Georgia’s Foreign Agents Law: How Russia’s Playbook Went West
Summary
On May 28, 2024, Georgia’s parliament passed the “On Transparency of Foreign Influence” law, overriding President Salome Zourabichvili’s veto with 84 votes in favor. The law requires any non-commercial legal entity receiving more than 20% of its funding from abroad to register as an “organization carrying out the interests of a foreign power.” Speaker Shalva Papuashvili called it a “transparency measure.” Critics recognized it immediately for what it was: a near-copy of Russia’s 2012 Foreign Agents Law.
The parallels are not subtle. Russia’s original law, adopted in 2012 and progressively tightened through 2022, requires NGOs receiving foreign funding and engaging in broadly defined “political activity” to register as “foreign agents” — a Soviet-era label carrying deep stigma. Georgia’s version mirrors this architecture almost exactly. Both laws use vague definitions of “political activity” that can encompass virtually any civic engagement. Both impose burdensome registration and reporting requirements. Both carry punitive fines for non-compliance. And both serve the same strategic purpose: to delegitimize civil society organizations, independent media, and Western-funded democracy programs by branding them as agents of foreign influence.
The Venice Commission’s Verdict
The Venice Commission — the Council of Europe’s advisory body on constitutional matters — issued its opinion in June 2024. The assessment was unambiguous. The Commission found that the law’s broad scope and stigmatizing language were incompatible with European standards on freedom of association and expression. It noted that the law could have a severe chilling effect on civil society and media, and recommended that Georgia either substantially amend or repeal it entirely.
The Georgian government ignored this recommendation. Instead, it doubled down. By the end of 2024, the law was being used as the legal foundation for investigating civil society organizations, and its passage had become a key factor in the EU’s decision to freeze Georgia’s accession process.
Part of a Broader Pattern
The law did not emerge in a vacuum. It was introduced alongside a package of repressive legislation, including restrictions on LGBT rights and amendments expanding government surveillance powers. Together, these laws represent a systematic effort to rewrite Georgia’s legal framework along authoritarian lines — a deliberate pivot away from the Euro-Atlantic integration that over 80% of Georgians consistently support in polls.

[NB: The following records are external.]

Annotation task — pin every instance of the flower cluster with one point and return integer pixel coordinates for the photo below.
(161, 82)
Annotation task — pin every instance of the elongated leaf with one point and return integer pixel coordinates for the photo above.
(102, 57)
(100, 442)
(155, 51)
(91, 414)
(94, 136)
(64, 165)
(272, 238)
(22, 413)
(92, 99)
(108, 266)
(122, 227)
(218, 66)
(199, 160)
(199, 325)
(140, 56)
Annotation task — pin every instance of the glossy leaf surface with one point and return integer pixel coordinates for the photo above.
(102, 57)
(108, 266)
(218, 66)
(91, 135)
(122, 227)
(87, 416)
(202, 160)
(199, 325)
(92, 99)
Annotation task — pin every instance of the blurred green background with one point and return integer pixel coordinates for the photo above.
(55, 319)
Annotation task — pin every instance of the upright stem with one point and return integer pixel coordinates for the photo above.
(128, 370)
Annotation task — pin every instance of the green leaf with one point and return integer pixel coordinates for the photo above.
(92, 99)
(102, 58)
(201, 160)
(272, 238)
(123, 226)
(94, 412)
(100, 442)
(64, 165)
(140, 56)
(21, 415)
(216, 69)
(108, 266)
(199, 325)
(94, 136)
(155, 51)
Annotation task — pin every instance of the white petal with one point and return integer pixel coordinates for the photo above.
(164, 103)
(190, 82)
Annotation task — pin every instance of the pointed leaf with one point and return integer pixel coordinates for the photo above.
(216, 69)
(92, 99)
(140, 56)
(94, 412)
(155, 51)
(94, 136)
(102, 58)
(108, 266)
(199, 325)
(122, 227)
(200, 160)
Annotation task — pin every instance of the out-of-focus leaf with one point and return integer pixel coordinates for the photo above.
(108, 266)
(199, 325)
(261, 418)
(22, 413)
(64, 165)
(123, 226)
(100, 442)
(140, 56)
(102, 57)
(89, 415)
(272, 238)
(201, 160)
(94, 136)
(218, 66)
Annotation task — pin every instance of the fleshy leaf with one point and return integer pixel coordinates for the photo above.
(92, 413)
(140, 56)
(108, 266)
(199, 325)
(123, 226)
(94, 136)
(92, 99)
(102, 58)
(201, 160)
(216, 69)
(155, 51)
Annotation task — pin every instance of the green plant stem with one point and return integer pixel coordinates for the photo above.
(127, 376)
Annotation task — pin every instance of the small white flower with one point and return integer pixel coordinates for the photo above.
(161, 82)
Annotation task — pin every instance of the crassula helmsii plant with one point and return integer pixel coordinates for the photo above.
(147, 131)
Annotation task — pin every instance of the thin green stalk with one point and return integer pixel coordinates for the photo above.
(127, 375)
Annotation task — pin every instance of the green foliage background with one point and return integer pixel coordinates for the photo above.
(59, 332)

For international policymakers, the Foreign Agents Law is the clearest single indicator of Georgian Dream’s trajectory. It is not a transparency measure. It is an instrument of control, modeled on a Russian template, designed to silence the organizations and journalists that hold power accountable. The Venice Commission recognized this. The European Parliament recognized this. The EU Council has yet to translate that recognition into policy.